The Chevrolet Equinox and GMC Terrain, both made by General Motors, received the highest "good" rating from the Insurance Institute for Highway Safety. The Toyota Highlander got the second-best "acceptable" rating in tests of 2014 models.
But the Jeep Grand Cherokee, Toyota 4Runner and Ford Explorer got "marginal" ratings, while the Kia Sorento, Mazda CX-9 and Honda Pilot all were rated "poor."
The ratings are based on six crash test measurements done by the institute. Only the Equinox and Terrain got "good" ratings in a front overlap crash that mimics what happens when a car's front corner collides with another vehicle or an object like a utility pole. In the test, 25 percent of a vehicle's front end on the driver's side strikes a rigid barrier at 40 mph.
The test, instituted in 2012, is more difficult than the U.S. government's frontal crash test, in which a car strikes a rigid barrier head-on at 35 mph. IIHS says hitting only part of the front end makes it harder for cars to manage the energy from a crash. The test "continues to challenge manufacturers more than a year and a half after its introduction," the institute said in a statement.
The institute uses its crash test scores to prod automakers into adding safety devices or making their cars more crash-resistant.
The institute said the Equinox and Terrain, which are almost identical, were modified by GM in the new model year to strengthen their front structure and door-hinge pillars.
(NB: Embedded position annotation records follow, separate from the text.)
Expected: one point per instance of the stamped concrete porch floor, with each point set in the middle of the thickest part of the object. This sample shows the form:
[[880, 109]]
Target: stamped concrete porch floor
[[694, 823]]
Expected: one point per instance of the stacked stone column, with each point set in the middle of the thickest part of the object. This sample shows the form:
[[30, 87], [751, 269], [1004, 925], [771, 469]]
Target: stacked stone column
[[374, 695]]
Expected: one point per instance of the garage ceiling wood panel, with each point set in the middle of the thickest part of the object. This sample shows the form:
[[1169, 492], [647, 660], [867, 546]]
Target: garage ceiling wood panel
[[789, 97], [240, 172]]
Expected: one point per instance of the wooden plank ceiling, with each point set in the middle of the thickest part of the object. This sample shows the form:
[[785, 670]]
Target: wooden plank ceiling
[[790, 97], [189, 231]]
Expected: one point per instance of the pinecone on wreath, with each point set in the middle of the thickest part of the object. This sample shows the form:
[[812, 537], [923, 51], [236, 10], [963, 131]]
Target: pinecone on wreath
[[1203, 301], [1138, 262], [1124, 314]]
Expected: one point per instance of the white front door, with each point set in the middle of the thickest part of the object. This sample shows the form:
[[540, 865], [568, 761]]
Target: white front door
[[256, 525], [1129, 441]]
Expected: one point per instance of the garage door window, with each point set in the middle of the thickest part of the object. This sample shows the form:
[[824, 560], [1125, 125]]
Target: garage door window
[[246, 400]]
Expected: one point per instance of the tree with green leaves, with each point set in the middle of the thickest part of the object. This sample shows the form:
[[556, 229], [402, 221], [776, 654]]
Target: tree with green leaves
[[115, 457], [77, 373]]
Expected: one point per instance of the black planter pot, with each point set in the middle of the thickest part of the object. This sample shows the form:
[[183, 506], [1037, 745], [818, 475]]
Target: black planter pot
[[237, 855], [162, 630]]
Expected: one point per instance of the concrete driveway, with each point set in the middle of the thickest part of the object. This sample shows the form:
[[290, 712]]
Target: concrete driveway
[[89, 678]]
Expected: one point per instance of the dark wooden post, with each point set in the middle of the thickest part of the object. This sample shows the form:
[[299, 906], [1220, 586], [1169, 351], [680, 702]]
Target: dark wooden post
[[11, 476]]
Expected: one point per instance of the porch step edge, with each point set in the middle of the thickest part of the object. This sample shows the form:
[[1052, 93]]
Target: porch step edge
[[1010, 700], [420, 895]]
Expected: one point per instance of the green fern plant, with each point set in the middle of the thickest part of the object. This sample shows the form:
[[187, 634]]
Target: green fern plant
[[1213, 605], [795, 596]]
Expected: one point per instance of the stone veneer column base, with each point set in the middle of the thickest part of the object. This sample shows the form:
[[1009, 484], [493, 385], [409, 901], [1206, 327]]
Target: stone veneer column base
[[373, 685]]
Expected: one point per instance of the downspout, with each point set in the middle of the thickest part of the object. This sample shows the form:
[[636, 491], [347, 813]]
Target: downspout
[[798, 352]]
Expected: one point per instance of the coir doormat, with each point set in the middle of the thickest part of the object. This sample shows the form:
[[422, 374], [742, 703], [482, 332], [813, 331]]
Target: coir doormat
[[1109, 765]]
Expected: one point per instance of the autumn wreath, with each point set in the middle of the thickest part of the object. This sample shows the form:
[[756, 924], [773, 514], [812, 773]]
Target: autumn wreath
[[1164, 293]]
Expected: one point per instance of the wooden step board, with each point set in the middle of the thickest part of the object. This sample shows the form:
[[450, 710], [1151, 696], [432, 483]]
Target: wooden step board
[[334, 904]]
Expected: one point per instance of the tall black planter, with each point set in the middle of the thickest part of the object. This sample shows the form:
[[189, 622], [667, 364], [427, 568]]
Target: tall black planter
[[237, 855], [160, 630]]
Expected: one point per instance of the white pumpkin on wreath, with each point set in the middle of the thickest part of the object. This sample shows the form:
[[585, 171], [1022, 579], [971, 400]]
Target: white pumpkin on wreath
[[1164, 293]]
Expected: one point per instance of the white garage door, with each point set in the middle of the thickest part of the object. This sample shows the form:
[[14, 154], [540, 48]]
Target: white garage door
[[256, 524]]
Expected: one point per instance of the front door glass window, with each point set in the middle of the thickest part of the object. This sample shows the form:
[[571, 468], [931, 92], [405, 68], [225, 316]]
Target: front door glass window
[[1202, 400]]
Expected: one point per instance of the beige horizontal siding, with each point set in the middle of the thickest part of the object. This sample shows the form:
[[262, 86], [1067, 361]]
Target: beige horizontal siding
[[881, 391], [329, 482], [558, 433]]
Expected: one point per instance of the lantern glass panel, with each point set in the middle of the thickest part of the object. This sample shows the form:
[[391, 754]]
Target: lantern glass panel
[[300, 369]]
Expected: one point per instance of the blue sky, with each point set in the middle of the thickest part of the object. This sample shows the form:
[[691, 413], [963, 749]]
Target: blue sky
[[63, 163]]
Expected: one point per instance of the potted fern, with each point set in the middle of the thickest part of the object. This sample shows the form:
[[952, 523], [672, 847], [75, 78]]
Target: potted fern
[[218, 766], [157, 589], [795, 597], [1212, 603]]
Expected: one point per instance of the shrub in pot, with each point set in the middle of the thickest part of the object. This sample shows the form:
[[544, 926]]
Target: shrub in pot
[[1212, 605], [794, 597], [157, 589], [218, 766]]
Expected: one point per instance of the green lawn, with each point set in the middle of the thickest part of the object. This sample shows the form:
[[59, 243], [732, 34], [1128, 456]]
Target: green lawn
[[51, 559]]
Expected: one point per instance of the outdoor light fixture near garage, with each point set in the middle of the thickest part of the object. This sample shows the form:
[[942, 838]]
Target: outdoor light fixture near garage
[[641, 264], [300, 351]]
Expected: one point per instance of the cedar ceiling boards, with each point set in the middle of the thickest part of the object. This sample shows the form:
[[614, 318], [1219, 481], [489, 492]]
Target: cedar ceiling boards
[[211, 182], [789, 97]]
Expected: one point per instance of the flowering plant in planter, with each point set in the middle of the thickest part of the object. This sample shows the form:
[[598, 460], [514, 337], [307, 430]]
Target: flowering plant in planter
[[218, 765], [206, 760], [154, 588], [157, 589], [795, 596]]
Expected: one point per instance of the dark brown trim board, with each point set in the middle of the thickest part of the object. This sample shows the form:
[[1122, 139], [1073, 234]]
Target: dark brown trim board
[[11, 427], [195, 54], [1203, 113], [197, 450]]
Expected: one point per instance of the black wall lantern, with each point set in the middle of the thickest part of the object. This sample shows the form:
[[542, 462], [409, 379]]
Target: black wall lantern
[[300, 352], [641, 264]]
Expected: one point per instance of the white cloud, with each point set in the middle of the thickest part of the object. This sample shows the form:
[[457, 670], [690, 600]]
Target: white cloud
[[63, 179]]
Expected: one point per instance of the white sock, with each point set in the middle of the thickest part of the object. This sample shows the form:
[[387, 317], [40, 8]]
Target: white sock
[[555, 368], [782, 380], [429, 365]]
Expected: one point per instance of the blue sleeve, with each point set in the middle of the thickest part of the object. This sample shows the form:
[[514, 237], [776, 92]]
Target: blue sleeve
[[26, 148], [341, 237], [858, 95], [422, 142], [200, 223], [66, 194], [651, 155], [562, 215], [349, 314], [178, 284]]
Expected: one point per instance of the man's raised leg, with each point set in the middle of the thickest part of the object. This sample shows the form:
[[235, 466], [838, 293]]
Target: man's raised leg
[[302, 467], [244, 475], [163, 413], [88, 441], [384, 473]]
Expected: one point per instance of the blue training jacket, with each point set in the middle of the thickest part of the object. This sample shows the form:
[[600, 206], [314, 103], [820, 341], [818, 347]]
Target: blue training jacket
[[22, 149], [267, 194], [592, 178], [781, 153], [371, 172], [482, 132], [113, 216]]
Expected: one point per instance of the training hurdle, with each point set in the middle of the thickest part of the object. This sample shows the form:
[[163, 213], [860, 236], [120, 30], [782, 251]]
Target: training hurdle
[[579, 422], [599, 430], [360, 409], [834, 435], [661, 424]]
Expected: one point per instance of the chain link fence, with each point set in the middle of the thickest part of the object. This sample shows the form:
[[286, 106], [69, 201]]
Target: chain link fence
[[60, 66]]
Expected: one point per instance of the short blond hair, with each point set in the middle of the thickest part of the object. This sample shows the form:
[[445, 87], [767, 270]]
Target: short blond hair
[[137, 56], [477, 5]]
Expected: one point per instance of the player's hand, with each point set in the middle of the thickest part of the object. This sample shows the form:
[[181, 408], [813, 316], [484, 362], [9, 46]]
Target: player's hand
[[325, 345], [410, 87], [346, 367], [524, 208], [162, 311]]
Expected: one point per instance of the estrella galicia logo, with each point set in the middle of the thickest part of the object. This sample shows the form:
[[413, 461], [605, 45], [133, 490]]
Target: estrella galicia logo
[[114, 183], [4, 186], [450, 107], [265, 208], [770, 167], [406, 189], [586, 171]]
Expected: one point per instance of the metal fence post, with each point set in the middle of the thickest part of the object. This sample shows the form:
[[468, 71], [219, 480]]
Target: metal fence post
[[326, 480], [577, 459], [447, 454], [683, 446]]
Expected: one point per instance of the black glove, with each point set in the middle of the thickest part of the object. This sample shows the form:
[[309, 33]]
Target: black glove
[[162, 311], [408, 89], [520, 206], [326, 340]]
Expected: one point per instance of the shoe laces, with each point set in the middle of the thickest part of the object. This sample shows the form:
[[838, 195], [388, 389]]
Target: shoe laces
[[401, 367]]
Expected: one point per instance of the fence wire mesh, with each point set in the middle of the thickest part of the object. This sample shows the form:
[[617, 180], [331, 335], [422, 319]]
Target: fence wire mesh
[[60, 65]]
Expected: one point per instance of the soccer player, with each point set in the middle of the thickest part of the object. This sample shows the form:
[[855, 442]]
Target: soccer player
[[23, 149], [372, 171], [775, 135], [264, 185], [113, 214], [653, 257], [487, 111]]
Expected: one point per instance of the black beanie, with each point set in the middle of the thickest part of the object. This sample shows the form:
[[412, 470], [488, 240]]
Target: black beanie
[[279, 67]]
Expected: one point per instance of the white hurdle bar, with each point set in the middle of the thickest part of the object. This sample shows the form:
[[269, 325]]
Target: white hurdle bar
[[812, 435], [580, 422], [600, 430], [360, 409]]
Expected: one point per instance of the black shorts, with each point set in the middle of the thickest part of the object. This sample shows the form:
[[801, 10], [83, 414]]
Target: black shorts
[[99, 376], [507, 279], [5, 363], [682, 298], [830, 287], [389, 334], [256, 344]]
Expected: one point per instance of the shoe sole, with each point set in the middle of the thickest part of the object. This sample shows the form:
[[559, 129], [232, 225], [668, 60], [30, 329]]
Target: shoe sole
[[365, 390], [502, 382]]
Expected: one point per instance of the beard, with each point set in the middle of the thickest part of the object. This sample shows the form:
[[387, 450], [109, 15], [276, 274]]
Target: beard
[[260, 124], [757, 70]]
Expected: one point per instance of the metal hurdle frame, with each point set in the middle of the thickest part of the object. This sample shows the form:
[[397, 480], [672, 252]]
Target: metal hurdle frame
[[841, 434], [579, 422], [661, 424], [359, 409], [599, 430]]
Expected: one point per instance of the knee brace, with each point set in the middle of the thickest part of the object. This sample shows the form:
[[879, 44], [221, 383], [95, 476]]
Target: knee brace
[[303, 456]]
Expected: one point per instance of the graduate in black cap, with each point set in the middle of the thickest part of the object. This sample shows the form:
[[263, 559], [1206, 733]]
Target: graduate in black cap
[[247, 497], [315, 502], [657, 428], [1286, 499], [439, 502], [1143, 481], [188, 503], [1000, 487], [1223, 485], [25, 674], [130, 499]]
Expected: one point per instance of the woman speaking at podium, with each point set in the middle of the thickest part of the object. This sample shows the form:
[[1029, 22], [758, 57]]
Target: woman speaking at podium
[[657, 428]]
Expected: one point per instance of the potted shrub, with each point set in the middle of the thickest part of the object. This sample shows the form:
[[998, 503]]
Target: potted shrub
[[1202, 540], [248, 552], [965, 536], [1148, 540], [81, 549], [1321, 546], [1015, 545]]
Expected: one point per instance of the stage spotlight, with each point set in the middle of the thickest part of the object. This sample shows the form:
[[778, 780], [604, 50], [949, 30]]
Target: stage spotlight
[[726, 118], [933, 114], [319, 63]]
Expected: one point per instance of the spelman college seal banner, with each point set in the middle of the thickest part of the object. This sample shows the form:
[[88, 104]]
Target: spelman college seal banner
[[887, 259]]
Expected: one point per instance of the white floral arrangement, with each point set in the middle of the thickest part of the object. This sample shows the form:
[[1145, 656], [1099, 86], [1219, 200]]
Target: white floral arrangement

In tests, the Equinox driver's space was well-maintained, and the crash dummy's movement was well-controlled, the institute said.
The institute changed its requirements for vehicles to get the "Top Safety Pick-Plus" designation this year. To earn that, vehicles must get "good" ratings in four crash tests, "good" or "acceptable" in the overlap test, and they must have available a front crash prevention system that either warns the driver of a crash or stops the vehicle with automatic braking.
Of the nine midsize SUVs, only the Equinox and Terrain and the Highlander qualified for "Top Safety Pick-Plus."
The Honda Pilot was the worst performer of the group, largely because the driver's space was seriously compromised in the overlap test, the institute said.
Honda said in a statement that with each redesign, the Pilot has been a leader in light-truck safety and driver-assist technologies "and we are committed that it will continue to do so in the future."